TALL OATGRASS (Arrhenatherum elatuis): Under favorable conditions, a long lived, upright bunchgrass suited to cool moist climates. Generally a short lived grass. Does not withstand heavy grazing. Needs good drainage. Not winter hardy. Grow in Pacific Northwest, new England and North Central States. Leafy and palatable, it mixes well with legumes adapted to the same growing conditions. Matures and produces seed heads during the growing season. Seed shatters and seed processing is difficult. Very little seed available. Tualatin tall Oatgrass is a finer stemmed, shorter, leafier and alter maturing variety.
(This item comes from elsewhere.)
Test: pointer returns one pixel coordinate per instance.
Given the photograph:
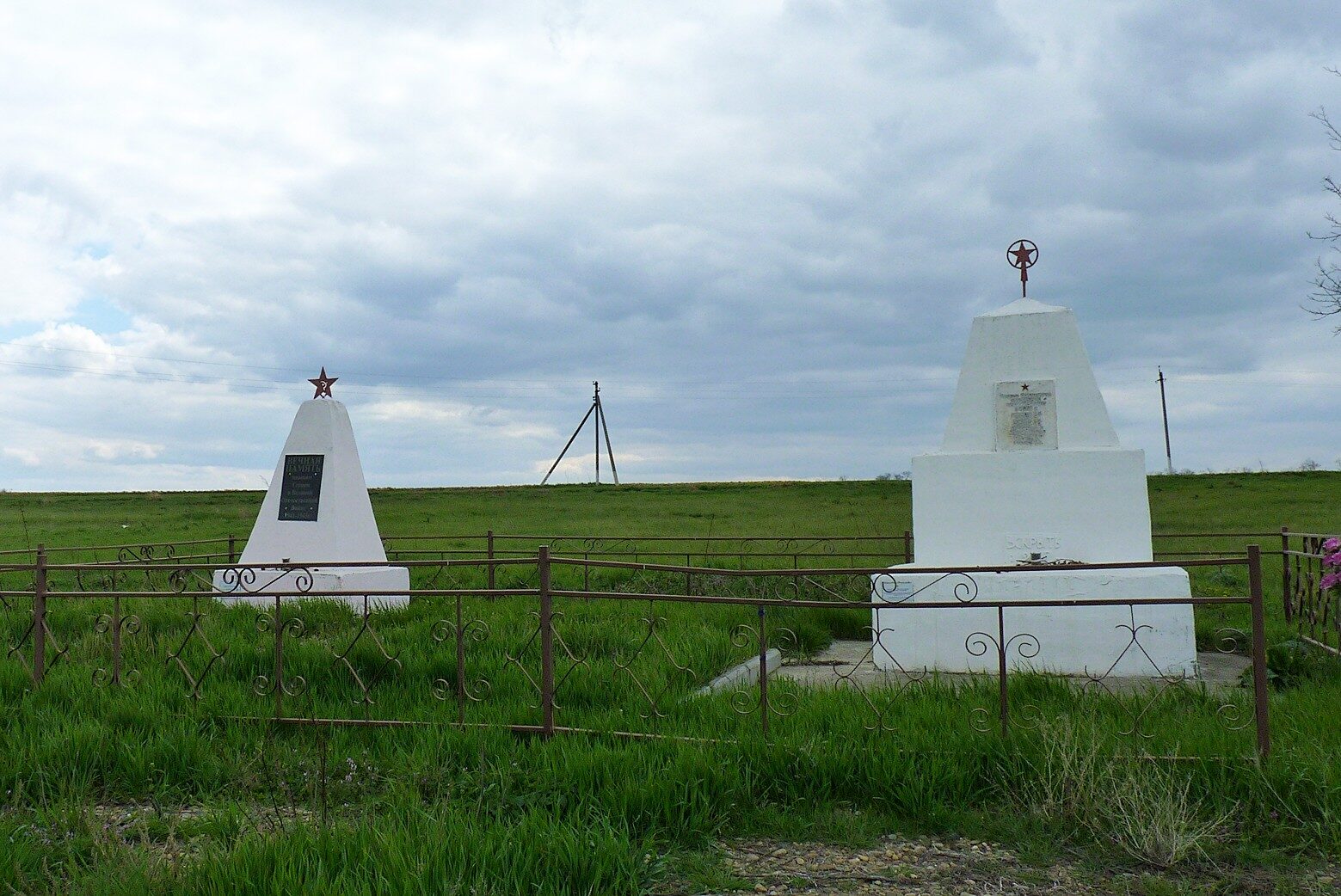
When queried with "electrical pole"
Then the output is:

Seed count: 140,000 to 190,000 seeds per pound

Seeding rate: 40 to 50 pounds per acre

Seeding time: September 15 to November 1 and March 1 to May 15

Germination: 10 to 14 days

Mature height: 36 to 60 inches

REED CANARYGRASS (Phalaris arundinacea): A tall, coarse, cool season sod forming perennial. In thin stands will form a large clump. Spreads by short rhizomes which may form a heavy sod in well managed seeding. Well adapted to poorly drained soils subject to flooding. Can withstand continuous flooding for 2 months in cool weather. It invades wet areas along ditch banks or canals. It is frost tolerant; may be grown on drier upland soils. Not adapted to saline soils. Tolerates pH range of 4.9 to 8.2. Mature plants of common reed canarygrass lock palatability. Palatability of immature stands ranks near that of bromegrass. Improved varieties are more palatable. For best quality pasture, should be grazed at heights between 12 and 24 inches.

Fertilizer: Yields continue to increase with split application os 180 pounds of actual nitrogen per acre per year with both P and K when needed.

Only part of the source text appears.